Oui, c’était une belle année pour Anderlecht. En 2010, après deux ans de frustration, le Sporting a retrouvé le plaisir de fêter un titre de champion. Il a aussi brillé en Europa League. Mais il y a aussi eu une sérieuse ombre au tableau...

Ariël Jacobs dresse le bilan : "Je suis très content de cette année si l’on excepte l’élimination contre le Partizan. Dans la première moitié de 2010, nous avons été sacrés champions et nous avons disputé des playoffs de bonne qualité. Cette saison, notre début de championnat fut également de bonne facture."

Le Sporting a pourtant connu pendant l’automne une crise comme Jacobs n’en avait encore jamais vécu depuis son accession au poste de T1, il y a un peu plus de trois ans.

"C’est vrai, nous avons connu dix jours difficiles avec nos défaites à Split, au Standard et au Cercle. Mais que sont dix jours, sur 365 ? Nous avons su riposter. En fait, seul le duel face au Partizan reste aujourd’hui une désillusion "
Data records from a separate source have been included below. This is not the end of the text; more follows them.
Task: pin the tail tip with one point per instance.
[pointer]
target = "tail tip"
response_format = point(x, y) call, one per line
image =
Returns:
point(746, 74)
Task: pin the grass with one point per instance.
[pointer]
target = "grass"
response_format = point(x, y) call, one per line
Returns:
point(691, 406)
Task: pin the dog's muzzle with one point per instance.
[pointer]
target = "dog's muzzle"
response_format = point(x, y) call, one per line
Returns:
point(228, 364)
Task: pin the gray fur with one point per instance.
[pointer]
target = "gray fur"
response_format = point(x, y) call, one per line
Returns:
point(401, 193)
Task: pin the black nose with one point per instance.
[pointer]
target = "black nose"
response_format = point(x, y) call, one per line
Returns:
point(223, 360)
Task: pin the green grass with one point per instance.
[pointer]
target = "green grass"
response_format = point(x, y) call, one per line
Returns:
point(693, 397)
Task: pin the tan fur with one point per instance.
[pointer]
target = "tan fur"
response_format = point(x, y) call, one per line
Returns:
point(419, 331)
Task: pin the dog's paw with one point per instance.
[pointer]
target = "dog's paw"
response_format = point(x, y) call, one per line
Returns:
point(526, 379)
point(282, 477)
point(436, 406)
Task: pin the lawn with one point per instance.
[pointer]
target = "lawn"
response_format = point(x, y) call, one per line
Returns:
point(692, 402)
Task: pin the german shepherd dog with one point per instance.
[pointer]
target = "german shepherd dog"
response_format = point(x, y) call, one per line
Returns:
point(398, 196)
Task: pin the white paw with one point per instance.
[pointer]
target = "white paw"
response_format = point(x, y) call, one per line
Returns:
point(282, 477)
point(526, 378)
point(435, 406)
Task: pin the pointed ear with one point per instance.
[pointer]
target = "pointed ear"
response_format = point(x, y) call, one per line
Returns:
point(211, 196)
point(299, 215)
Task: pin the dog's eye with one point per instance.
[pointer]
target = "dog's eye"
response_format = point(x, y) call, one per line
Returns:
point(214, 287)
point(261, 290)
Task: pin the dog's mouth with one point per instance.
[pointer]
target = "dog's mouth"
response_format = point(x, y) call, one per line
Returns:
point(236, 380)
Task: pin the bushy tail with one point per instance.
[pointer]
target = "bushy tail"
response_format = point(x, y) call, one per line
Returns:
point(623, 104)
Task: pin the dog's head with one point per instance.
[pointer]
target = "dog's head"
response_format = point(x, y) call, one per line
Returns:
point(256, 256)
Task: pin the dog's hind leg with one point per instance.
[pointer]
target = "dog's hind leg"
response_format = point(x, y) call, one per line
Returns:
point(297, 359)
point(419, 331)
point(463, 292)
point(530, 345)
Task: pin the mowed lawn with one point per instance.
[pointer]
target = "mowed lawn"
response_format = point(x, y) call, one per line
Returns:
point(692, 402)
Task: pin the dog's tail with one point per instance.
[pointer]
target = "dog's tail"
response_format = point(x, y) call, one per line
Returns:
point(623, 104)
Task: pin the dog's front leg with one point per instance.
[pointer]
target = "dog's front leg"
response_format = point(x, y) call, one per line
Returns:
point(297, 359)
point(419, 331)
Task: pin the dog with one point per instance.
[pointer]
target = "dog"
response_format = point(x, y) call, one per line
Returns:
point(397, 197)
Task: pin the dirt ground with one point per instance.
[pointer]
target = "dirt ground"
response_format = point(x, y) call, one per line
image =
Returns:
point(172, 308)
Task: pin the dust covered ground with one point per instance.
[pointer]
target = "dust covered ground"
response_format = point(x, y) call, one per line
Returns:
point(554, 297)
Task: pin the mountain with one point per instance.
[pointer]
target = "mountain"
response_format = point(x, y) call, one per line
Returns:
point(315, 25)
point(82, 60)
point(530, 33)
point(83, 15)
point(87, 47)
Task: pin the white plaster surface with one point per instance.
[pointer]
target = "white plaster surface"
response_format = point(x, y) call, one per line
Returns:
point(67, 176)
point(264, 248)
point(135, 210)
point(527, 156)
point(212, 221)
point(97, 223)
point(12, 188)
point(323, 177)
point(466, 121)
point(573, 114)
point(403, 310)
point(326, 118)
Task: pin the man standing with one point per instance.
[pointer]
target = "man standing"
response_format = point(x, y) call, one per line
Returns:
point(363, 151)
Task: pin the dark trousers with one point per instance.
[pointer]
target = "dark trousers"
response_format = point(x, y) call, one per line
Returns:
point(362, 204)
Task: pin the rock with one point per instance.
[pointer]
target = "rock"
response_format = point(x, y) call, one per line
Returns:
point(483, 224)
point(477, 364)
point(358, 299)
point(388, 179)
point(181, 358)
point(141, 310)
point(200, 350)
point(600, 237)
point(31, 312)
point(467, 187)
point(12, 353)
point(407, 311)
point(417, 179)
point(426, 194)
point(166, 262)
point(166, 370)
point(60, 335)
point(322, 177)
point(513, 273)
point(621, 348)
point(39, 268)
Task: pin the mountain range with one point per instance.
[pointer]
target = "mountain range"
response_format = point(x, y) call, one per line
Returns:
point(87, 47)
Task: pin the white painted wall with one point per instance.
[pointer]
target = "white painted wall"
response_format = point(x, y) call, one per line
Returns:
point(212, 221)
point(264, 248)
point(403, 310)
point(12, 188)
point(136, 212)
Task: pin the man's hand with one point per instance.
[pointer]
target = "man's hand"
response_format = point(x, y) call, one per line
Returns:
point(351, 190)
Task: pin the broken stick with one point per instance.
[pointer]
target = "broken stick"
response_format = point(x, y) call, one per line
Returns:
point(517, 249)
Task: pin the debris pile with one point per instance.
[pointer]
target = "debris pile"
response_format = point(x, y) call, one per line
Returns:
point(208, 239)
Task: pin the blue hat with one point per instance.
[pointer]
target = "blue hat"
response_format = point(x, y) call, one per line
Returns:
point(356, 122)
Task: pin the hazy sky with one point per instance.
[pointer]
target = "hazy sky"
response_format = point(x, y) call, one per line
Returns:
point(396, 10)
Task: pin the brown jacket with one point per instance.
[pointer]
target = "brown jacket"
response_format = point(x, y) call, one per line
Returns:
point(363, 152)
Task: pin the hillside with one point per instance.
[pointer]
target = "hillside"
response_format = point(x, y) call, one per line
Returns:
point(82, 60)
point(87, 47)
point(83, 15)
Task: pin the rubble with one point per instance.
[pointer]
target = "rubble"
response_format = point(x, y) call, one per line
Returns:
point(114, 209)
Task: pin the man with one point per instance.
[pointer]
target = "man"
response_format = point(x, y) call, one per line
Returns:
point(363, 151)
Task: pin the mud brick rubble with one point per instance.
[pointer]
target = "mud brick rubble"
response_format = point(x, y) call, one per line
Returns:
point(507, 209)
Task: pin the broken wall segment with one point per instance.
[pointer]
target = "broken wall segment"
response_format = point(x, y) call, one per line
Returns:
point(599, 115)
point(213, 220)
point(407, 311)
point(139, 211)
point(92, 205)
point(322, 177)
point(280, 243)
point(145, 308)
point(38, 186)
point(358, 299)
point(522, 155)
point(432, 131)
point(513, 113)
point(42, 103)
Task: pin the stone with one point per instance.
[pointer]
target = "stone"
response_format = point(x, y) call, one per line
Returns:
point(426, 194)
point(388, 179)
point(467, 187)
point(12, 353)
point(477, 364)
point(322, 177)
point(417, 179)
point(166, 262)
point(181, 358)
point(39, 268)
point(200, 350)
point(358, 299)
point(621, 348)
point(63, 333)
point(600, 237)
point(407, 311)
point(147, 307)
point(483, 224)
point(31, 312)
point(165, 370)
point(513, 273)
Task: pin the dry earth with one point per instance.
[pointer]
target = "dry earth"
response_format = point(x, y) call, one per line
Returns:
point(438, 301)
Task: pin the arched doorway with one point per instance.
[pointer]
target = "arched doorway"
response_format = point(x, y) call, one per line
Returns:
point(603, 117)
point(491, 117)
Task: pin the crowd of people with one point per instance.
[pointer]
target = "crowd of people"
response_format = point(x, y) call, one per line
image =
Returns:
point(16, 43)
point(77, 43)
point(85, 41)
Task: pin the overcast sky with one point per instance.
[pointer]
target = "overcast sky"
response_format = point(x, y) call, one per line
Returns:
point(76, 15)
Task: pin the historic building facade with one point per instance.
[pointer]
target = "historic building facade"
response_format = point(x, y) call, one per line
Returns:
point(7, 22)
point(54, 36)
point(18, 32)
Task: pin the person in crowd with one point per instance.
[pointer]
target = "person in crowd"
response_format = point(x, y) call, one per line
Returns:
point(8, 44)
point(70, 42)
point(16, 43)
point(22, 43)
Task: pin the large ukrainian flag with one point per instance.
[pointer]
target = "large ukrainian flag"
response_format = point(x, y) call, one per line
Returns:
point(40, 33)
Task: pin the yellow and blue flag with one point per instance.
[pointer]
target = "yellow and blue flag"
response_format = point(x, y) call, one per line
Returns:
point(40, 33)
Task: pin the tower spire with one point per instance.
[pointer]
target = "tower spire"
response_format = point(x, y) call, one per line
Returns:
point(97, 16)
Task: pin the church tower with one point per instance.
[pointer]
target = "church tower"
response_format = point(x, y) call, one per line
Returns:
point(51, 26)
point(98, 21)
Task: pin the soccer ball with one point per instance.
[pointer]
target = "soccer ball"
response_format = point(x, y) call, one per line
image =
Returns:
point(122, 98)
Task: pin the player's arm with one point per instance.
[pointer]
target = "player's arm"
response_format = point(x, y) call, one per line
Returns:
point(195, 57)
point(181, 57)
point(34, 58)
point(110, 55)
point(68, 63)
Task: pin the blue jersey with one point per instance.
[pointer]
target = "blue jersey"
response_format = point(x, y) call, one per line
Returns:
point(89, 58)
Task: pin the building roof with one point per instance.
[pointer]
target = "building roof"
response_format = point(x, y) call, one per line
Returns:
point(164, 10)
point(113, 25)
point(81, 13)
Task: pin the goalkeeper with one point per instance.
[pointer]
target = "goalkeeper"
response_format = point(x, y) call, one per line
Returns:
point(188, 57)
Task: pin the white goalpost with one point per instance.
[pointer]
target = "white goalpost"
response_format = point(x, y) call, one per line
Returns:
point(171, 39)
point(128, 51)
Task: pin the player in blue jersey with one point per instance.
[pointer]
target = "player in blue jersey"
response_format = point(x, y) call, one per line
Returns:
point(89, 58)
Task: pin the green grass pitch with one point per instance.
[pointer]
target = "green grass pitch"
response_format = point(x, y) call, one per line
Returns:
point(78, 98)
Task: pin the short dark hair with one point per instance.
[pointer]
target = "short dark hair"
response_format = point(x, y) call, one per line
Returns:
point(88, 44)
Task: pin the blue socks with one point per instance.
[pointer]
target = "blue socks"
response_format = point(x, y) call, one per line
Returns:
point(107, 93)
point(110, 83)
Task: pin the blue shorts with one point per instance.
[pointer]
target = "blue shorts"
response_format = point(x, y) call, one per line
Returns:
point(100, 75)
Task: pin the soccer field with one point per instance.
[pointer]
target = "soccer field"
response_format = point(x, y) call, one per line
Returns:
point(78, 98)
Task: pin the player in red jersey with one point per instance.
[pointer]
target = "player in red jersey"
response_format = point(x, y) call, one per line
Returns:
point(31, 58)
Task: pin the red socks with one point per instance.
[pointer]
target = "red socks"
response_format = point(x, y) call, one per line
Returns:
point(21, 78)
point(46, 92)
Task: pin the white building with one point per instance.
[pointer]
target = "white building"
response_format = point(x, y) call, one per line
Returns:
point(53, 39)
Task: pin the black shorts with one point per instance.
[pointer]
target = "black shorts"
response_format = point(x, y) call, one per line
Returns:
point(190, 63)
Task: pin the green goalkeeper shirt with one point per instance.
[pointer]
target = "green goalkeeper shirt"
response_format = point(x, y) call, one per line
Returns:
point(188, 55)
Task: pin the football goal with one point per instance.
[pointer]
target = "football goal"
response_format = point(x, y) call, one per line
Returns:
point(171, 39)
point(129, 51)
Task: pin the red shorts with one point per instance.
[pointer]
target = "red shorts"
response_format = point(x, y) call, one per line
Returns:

Le trésorier du sporting est du même avis : l’élimination a largement réduit la marge de manœuvre financière des Mauves Sportivement, les regrets sont d’autant plus grands que le Partizan a montré par la suite qu’il n’avait pas sa place dans le bal des champions : il n’a pas récolté le moindre point dans un groupe avec Arsenal, le Shakhtar et Braga. Anderlecht n’aurait pas fait pire.

En attendant de retrouver un club belge en C1, il faut se consoler avec l’Europa League. 2010 aura montré que cette compétition correspond davantage au niveau des clubs belges. Le Sporting a réussi à y éliminer Bilbao et à faire trembler Hambourg. Mais il n’a pas existé face au Zénith. Voilà un autre enseignement à tirer de 2010 : le fossé entre les grands d’Europe et les "grands" belges est devenu énorme.

Sur la scène nationale, par contre, Anderlecht se promène. De janvier à mai, il a vite tué le suspense que les playoffs avaient cru raviver.

Dès l’été, le niveau de jeu des Mauves a baissé d’un cran. Il a suffi d’un départ - celui de Jelle Van Damme - pour que tout l’équilibre vacille. Mais à force de patience, Anderlecht est monté en puissance. Ses transferts ont trouvé leurs marques et, depuis décembre, le Sporting fait à nouveau peur.

2011 confirmera-t-il cette tendance ? Premier élément de réponse le 23 janvier, avec un "Clasico" déjà très attendu.